Bestemmingen beheren met het bedieningspaneel van de printer

Alleen bestemmingen die via de Embedded Web Server zijn gemaakt, worden automatisch opgeslagen. Als u bestemmingen wilt opslaan die via het bedieningspaneel van de printer zijn gemaakt, voegt u deze toe aan een snelkoppeling door het snelkoppelingspictogram aan te raken.

Deze functie en sommige instellingen zijn mogelijk niet beschikbaar, afhankelijk van de configuratie van de toepassing. Voor meer informatie raadpleegt u Snelkoppeling maken of neemt u contact op met de beheerder.

Een netwerkbestemming configureren

  1. Raak op het startscherm het toepassingspictogram aan.

  2. Raak Netwerkmap > Netwerkmap maken aan.

  3. Selecteer het netwerktype en voer vervolgens een van de volgende twee handelingen uit:

    • Voor SMB: zoek en selecteer de netwerkmap of tik op het pictogram Meer opties boven aan het display om de hostnaam of het IP-adres van de netwerkmap te typen.

    • Voor FTP of SFTP: typ het FTP-adres en poortnummer.

      Opmerking:  Stel het poortnummer voor SFTP in op 22 .
  4. Configureer de instellingen.

  5. Raak Gereed aan.

Opmerkingen:

Een e-mailbestemming configureren

  1. Raak op het startscherm het toepassingspictogram aan.

  2. Raak E-mail > E-mail maken aan.

  3. Configureer de instellingen.

    Opmerkingen:

    • U kunt de e-mailbestemming configureren door MYEMAIL te typen in de velden Aan, Cc of Bcc om het e-mailadres van de aangemelde gebruiker in te stellen als het bestemmingsadres.
    • Deze configuratie werkt alleen voor één bestemmingsadres.
  4. Raak Gereed aan.

Opmerkingen:

Een printerbestemming configureren

  1. Raak op het startscherm het toepassingspictogram aan.

  2. Raak Printer aan.

  3. Configureer de instellingen.

  4. Raak Scannen aan.

Een externe printerbestemming configureren

Scan documenten op een ondersteunde printer en verzend de gescande documenten vervolgens naar een andere printer op het netwerk.

  1. Raak op het startscherm het toepassingspictogram aan.

  2. Raak Externe printer > Externe printer maken aan.

  3. Configureer de instellingen.

  4. Raak Gereed aan.

Opmerkingen:

Een faxbestemming configureren

  1. Raak op het startscherm het toepassingspictogram aan.

  2. Raak Fax > Fax maken aan.

  3. Configureer de instellingen.

  4. Raak Gereed aan.

Opmerkingen:

Snelkoppeling maken

Maak een verzameling van veelgebruikte bestemmingen die toegankelijk zijn via het bedieningspaneel van de printer.
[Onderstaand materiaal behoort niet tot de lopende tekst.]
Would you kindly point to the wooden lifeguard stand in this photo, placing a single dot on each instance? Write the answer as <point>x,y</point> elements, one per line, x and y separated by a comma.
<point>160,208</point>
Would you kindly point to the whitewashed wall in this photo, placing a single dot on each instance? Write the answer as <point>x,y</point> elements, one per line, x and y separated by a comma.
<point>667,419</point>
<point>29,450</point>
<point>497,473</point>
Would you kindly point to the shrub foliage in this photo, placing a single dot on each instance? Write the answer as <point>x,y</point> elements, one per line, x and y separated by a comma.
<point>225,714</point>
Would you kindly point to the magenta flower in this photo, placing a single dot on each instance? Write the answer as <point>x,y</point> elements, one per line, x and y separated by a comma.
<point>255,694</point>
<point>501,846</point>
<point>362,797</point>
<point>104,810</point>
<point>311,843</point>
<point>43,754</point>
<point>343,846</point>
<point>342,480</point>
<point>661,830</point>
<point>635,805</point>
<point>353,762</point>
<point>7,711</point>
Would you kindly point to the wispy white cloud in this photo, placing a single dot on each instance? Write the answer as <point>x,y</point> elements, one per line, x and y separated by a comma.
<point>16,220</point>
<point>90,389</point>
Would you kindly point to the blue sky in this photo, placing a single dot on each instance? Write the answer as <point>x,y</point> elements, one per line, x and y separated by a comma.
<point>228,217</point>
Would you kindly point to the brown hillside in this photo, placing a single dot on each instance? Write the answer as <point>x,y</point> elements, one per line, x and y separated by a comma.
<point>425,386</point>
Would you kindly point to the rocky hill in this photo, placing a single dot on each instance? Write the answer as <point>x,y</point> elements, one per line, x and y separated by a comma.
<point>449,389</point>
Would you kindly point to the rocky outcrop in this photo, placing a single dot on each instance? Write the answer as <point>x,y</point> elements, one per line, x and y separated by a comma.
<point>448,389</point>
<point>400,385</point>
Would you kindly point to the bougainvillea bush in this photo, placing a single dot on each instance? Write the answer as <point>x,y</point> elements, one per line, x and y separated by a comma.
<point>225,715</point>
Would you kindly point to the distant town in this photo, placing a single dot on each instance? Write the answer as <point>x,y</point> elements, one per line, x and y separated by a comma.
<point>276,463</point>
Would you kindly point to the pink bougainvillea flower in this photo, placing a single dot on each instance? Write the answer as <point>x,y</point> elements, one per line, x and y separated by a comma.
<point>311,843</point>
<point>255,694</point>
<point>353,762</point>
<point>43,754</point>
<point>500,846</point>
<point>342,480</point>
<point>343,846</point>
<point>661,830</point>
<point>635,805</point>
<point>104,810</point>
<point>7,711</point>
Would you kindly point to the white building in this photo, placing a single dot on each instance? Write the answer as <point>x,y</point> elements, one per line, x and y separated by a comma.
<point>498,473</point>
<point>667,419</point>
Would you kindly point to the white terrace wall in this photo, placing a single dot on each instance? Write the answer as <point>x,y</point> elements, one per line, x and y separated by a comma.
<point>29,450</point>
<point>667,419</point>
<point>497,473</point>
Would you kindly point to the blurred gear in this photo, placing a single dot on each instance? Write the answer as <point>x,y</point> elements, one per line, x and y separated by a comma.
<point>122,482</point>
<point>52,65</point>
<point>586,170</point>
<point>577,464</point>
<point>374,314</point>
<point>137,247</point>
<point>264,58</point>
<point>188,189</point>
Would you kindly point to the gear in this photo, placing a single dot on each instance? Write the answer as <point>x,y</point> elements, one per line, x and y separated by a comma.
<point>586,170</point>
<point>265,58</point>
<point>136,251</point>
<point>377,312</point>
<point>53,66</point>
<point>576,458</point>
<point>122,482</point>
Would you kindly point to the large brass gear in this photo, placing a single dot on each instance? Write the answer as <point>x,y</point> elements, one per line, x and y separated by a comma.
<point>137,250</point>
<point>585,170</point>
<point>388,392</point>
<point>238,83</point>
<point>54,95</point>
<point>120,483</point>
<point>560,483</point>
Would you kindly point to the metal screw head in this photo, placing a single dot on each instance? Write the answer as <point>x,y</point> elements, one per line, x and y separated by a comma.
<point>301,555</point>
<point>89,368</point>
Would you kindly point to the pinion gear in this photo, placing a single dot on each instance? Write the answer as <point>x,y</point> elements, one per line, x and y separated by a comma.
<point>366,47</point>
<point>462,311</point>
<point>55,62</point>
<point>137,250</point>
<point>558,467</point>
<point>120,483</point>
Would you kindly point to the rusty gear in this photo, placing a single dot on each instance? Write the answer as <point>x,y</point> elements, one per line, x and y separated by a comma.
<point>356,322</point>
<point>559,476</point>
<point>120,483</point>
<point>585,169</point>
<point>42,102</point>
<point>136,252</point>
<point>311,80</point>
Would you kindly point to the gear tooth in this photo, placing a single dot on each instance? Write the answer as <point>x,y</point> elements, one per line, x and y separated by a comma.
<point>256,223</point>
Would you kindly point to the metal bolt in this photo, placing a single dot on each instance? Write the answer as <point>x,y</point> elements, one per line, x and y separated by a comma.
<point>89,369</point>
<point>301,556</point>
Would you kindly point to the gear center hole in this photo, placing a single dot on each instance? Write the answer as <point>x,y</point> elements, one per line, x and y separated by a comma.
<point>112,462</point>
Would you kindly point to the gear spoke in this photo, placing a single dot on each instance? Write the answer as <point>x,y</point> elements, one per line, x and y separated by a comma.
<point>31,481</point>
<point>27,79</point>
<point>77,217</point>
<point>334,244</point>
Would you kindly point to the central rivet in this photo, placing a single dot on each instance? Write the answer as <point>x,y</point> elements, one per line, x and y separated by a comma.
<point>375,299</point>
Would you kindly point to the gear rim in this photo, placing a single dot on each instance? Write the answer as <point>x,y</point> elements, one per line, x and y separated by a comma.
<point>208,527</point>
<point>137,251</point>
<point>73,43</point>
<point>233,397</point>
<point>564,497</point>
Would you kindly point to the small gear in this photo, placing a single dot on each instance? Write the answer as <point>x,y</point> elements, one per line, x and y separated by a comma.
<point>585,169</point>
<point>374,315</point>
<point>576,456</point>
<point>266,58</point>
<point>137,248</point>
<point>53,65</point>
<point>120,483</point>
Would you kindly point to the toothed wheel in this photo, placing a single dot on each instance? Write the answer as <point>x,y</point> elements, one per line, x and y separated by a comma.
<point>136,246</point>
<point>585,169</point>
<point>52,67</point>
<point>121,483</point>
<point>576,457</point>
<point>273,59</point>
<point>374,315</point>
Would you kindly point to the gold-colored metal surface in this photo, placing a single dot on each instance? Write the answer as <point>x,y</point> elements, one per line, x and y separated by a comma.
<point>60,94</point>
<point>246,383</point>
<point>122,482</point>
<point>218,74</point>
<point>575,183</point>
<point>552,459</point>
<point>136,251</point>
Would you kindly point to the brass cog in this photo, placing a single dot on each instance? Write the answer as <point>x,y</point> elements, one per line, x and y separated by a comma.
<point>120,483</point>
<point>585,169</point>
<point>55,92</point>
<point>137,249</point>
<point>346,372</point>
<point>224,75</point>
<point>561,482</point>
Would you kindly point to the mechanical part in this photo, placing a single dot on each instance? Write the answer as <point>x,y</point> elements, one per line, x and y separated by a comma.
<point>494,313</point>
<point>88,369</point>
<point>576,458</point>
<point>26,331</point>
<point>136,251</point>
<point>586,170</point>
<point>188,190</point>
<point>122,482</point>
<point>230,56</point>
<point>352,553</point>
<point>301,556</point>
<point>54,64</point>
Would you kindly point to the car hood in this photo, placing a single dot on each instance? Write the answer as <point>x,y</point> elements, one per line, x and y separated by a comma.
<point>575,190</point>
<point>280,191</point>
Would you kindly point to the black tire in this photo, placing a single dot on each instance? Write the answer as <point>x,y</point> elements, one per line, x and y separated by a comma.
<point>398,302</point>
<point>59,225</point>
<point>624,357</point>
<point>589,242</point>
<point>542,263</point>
Deze snelkoppelingen kunnen opgeslagen instellingen bevatten voor het kopiëren, faxen, e-mailen of scannen naar een bestemming (zoals FTP).

Opmerkingen:

  1. Raak op het startscherm het toepassingspictogram aan.

  2. Selecteer één of meer bestemmingen.

  3. Raak het snelkoppelingspictogram in de rechterbovenhoek van het printerdisplay aan.

  4. Raak Snelkoppeling maken aan en typ vervolgens een unieke naam voor de snelkoppeling.

  5. Raak OK aan.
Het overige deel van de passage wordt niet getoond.